Le temps a passé, passé
et le soir a recouvert
les branches nues des acacias
la nuit périssait derrière les carreaux de la fenêtre,
et s'expliqua, de ses mots froids,
les derniers débris du jour
D’où suis-je ?
D’où ?
pour être ainsi
imprégnée de l'odeur des nuits ?
la terre est fraîche de sa tombe -
c'est de la tombe de ces deux mains
jeunes et vertes que je parle
Tu étais bon, mon amour
Amour unique entre tous
si bon, lorsque tu mentais,
si bon, lorsque tu fermais leurs paupières
aux miroirs,
lorsque
tu cueillais des lustres
leurs pétioles
de métal
lorsque
tu me prenais au noir de l’oppression
pour m’emmener
au pâturage de l’amour
jusqu'à ce que,
ahurie,
la vapeur
- celle qui suit
les feux que la soif allume -
s’asseye sur l’herbe des rêves
Et ces étoiles de carton
qui continuaient de tournoyer
vers les poussières de l’infini -
pourquoi convièrent-elles le Prophète ?
pourquoi ont-elles invité
les yeux
pour la cérémonie ?
pourquoi ont-elles transporté les caresses
aux retenues
qu’ont les cheveux
dans la pureté ?
vois ici comme la vie de celle qui
parlait en mots,
choyait des yeux,
calmait les peurs dans la tendresse,
fut crucifiée par tes noirceurs
vois
comme le bois de tes cinq doigts,
qui furent pour elle
cinq évidences,
laisse sa marque sur sa joue
Et qu'est-ce-que c'est que le silence ?
Qu'est-ce que c'est que le silence,
Amour unique entre tous ?
qu'est-ce-que c'est que le silence,
sinon des mots qu'on ne dit pas ?
Je suis lasse de parler,
mais le langage des oiseaux
dit qu'il existe des mots
pour célébrer la nature
Le langage des oiseaux
dit
printemps, feuillages, printemps
il dit
brise, parfums, brise
le langage des oiseaux
ne survit pas
aux fabrications en chaîne
Qui est-il, cet homme qui
s’engage vers l’éternité
en quête d'un instant de foi ?
- qui remonte son réveil permanent
selon les lois
mathématiques de soustraction,
de division ?
Qui est-il,
cet homme qui
ne sait pas que le chant du coq
annonce l'évidence du jour ?
il connaît, à ses fumets, l'annonce du petit déjeuner
Qui est- il,
cet homme dont la tête est couronnée d’amour
et qui s’est décomposé parmi ses vêtements de noce ?

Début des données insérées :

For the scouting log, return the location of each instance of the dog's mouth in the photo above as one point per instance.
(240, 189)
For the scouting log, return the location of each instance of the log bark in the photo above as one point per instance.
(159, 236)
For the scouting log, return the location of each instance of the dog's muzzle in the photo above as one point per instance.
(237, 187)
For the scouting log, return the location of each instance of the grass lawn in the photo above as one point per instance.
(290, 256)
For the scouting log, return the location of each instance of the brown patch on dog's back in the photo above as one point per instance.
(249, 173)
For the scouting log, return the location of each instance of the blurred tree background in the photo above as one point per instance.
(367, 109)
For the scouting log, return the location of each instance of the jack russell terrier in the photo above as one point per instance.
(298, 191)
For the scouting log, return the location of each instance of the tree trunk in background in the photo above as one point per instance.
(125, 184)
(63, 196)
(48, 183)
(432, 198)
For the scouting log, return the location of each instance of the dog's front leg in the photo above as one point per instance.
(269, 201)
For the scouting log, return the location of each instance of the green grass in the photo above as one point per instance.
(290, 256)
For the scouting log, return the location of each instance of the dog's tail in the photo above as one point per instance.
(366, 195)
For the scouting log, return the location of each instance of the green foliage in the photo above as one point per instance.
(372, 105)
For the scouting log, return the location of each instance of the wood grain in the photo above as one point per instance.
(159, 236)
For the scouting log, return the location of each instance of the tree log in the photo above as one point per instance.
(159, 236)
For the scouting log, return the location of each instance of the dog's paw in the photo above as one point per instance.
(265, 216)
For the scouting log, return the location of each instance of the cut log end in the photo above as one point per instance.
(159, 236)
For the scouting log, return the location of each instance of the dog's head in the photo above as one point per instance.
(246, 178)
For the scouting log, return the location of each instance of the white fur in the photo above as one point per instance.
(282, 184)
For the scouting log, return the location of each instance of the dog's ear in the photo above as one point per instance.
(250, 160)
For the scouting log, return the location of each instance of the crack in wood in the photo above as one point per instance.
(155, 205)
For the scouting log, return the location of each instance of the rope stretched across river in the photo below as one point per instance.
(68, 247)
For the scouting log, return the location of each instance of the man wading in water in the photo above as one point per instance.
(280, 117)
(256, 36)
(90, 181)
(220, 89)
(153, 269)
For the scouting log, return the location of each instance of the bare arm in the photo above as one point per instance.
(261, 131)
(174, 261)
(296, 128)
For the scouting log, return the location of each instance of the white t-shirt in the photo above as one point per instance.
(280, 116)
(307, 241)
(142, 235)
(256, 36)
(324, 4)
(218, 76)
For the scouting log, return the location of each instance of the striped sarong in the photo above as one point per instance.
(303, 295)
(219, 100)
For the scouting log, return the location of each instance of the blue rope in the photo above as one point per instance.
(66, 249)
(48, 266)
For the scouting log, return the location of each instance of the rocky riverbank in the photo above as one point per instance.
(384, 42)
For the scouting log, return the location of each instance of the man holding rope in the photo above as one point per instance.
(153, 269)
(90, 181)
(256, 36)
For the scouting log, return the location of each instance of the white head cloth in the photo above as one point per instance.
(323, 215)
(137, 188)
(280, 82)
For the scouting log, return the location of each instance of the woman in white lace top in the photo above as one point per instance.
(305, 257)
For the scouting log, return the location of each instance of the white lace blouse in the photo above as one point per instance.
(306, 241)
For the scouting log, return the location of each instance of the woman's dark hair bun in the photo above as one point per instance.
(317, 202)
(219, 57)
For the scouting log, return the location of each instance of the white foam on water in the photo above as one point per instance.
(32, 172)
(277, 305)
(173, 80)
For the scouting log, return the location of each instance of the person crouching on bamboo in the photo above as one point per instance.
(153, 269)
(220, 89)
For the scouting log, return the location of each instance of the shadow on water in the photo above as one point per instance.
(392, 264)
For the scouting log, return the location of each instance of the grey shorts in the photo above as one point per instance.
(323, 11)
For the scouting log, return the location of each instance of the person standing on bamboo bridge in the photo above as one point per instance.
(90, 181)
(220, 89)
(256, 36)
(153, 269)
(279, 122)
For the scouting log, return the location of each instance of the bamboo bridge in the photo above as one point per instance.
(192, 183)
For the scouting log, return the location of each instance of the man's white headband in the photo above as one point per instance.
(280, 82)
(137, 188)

En fin de compte, le soleil,
dans un moment singulier,
a cessé de rayonner sur les deux pôles en détresse
Toi, tu t’es mis à sonner creux
du vide des faïences bleues
et moi, mon abondance est telle
qu'on récite les prières
sur la trame de ma voix
Dépouilles gaies,
dépouilles tristes,
dépouilles pensives et secrètes,
dépouilles affables,
élégantes,
dépouilles friandes de bonne chère,
aux stations choisies par le temps,
dans un contexte incertain où la lumière ne reste pas
et le désir n'est que l'achat
des fruits pourris de l'insouciance
Etonnants ces personnages qui attendent l'accident
aux croisements,
ces bruits stridents de sifflets,
quand il faudrait,
quand il faudrait,
quand il faut écraser un homme
sous la machine du temps
un homme qui s'est avancé
entre les arbres mouillés
D’où suis je ?
J’ai dit à ma mère: " Voilà,
c’est fini.
Comme d'habitude:
fini, avant qu'on y pense.
Il faut en faire-part aux journaux"
Salâm ! Ô Singularité d'une solitude !
Empare-toi de la chambre
car
toujours, les nuages noirs
portèrent en eux l'absolution
des regrets les plus récents
Et de savoir
- en la présence d'une bougie - que la dernière,
la plus allongée de ses flammes,
n'est que chimère,
est un mystère illuminé
Soyons confiants
Soyons confiants
en ce début de saison froide,
en les dépouilles du jardin
de l'illusoire,
les faucilles émoussées et oisives,
les semis emprisonnés
Vois cette neige qui descend…
Peut-être que la vérité était ces mains
ces deux jeunes mains
enfouies
sous les volées de neige
L’année prochaine, quand le printemps
s’accouplera avec le ciel, aux carreaux de la fenêtre,
pour exploser dans son corps,
les verts jets d'eau des pousses frêles
feront naître des bourgeons - Ô Amour,
Amour unique entre tous
Soyons confiants en ce début de saison froide !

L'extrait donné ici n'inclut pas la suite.